Remediation and mitigation strategies

• Patch immediately: Upgrade to the fixed KiTTY release as published by the project. Patching is the most reliable remediation.
• Restrict untrusted sessions: Avoid opening sessions to untrusted hosts and do not import or open session files from unknown sources.
• Principle of least privilege: Run KiTTY under a limited user account—do not run it as an elevated administrator unless explicitly required.
• App whitelisting: Use application control to ensure only approved KiTTY binaries are executed and to prevent tampered versions from running.
• Runtime protections: Enable OS-level protections (ASLR, DEP, Control Flow Guard where available). These do not replace patches but increase exploitation difficulty.
• Network-level controls: Employ IDS/IPS rules to detect abnormal terminal sequences and monitor for anomalous outbound connections made by user processes.

Configuration hygiene

• Disable any feature that automatically loads or executes session data from untrusted file sources.
• Maintain strict storage and transfer controls for saved sessions and configuration files (treat them as sensitive).
• Document and enforce a patch-management cadence for terminal client software used across the organization.
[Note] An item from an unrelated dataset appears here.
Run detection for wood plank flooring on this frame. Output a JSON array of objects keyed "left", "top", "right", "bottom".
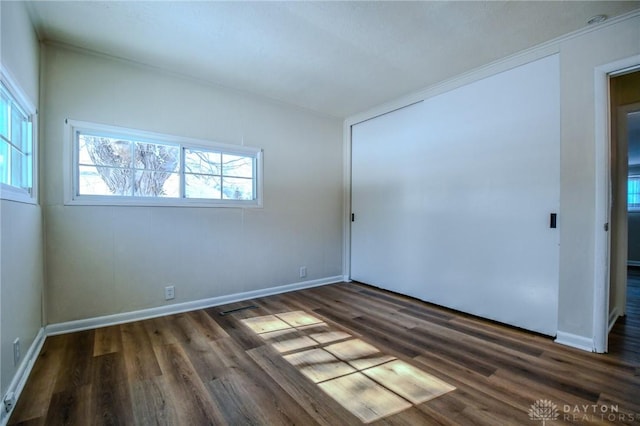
[{"left": 9, "top": 276, "right": 640, "bottom": 426}]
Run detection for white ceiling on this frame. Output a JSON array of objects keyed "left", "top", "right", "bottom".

Post-compromise investigation guidance

• Collect forensic artifacts: process memory dumps of kitty.exe, event logs, and network captures around the time of the crash or suspected compromise.
• Review created processes and scheduled tasks for signs of persistence established by an attacker via the compromised session.
• Search endpoints for unknown binaries, suspicious parent-child process relationships, and unusual listening sockets opened by user processes.
• Rotate credentials that were used in sessions from the potentially affected terminal client, and consider requiring MFA for privileged access where possible.

Additional resources

• KiTTY project and releases: https://github.com/cyd01/KiTTY/
• Official security advisories and release notes from the KiTTY project (check the Releases page for the patched version).
• CVE database entry: CVE-2024-25004 (refer to authoritative CVE records and vendor advisories for the finalized details).

Final notes for defenders

Buffer overflow vulnerabilities in terminal clients are particularly dangerous because they blur the boundary between remote content and local code execution. Prioritize patching, limit exposure to untrusted hosts and session data, and add detection controls to catch anomalous terminal traffic and application behaviors. If you discover suspicious activity, treat it as a potential compromise and follow your incident response playbook.